Although the Trust had full knowledge of its claim, the bankruptcy filing, and confirmation
of the debtor's plan by August of 1988, due to an "oversight" in its counsel's office no action
was taken for almost four years, during which time the debtor reorganized its affairs, paid its
creditors, and acquired assets pursuant to its confirmed plan. The Trust's motion now before
the court seeks leave to modify the plan, file a dischargeability action, and file a late claim.
II. Modification of the Plan
There is no basis upon which a plan can be modified at the request of a creditor. Section
1127(b) of the Bankruptcy Code restricts the right to modify the plan to the plan proponent or
the reorganized debtor, and provides that the plan may not be modified after substantial
consummation. The Trust was not the plan proponent, and the plan has been substantially
consummated. The motion to modify the plan must therefore be denied. The court notes that
it is also far too late to seek revocation of confirmation pursuant to section 1144 of the Code.
III. Dischargeability Action
The Trust's arguments regarding the statute of limitations for filing a dischargeability action
are meaningless, as there is no such thing as a dischargeability action against a corporate debtor.
Section 1141(d)(2), which excepts certain debts from discharge, does not apply to corporations.
see
Beard v.
A.H. Robins, Inc., 828 F.2d 1029 (4th Cir 1987).
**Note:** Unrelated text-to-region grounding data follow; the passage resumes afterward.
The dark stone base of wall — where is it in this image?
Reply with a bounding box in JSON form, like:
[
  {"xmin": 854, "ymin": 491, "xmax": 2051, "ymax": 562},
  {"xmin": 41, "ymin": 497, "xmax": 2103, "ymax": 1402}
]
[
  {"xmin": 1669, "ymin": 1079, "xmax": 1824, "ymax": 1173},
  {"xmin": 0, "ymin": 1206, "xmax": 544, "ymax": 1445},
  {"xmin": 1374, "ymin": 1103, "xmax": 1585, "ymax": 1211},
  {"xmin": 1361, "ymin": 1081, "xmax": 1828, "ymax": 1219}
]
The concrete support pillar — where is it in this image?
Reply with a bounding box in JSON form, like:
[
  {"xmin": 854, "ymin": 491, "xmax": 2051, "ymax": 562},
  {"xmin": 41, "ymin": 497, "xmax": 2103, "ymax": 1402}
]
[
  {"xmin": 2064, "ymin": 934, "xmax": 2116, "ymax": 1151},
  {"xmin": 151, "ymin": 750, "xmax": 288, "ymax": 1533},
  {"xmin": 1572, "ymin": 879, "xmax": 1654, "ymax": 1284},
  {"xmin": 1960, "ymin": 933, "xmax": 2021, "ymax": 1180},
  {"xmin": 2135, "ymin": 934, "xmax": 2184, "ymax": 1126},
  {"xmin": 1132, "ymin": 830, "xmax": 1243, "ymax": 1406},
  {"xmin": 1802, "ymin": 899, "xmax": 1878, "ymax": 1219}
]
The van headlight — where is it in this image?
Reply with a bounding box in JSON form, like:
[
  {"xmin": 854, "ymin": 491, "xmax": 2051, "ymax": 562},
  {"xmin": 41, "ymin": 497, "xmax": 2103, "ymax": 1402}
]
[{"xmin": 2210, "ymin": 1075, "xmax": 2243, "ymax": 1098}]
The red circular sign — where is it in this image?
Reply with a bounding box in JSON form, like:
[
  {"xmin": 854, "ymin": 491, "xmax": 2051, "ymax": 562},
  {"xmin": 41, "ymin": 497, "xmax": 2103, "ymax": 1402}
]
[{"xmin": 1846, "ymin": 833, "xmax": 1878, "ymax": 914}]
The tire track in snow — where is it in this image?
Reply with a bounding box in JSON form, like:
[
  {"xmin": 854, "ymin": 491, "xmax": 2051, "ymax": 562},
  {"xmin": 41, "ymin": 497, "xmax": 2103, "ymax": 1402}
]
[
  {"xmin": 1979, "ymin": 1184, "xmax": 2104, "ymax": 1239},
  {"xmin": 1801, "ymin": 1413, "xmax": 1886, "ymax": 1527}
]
IV. Leave to File Late Claim
While the court recognizes its equitable power to allow late claims in certain instances, no
good cause exists to do so in this case. Had the Trust timely asserted its claim in 1988, before
the debtor began performing its plan, the claim could have been litigated and allowed and the
plan modified if needed. It is patently unfair to the debtor to force it to litigate the issue now,
after it has paid almost all of its debts and at a time when itno longer has the power to modify
the plan.
Moreover, the reasons put forward as excusing the four-year delay in bringing this matter
before the court do not come close to good cause. Counsel for the Trust attempts to blame the
clerk's office for only making the file available rather than copying what was already a
voluminous file. She further blames the effect on her of "the internal changes resulting from
the departure of two of the firm's five attorneys, and the hiring of two others." The court finds
such excuses insufficient to justify the failure to act in a timely manner.
V. Conclusion
Regardless of whether earlier knowledge of the bankruptcy proceedings can be imputed to
the Trust, it clearly had knowledge of all relevant facts by August of 1988. Its failure to act in
a timely and responsible manner thereafter is unjustified, and the prejudice to the debtor in
allowing claims litigation to proceed at this late date would be severe. Accordingly, its motion
will be denied in its entirety. Counsel for the debtor shall submit an appropriate form of order.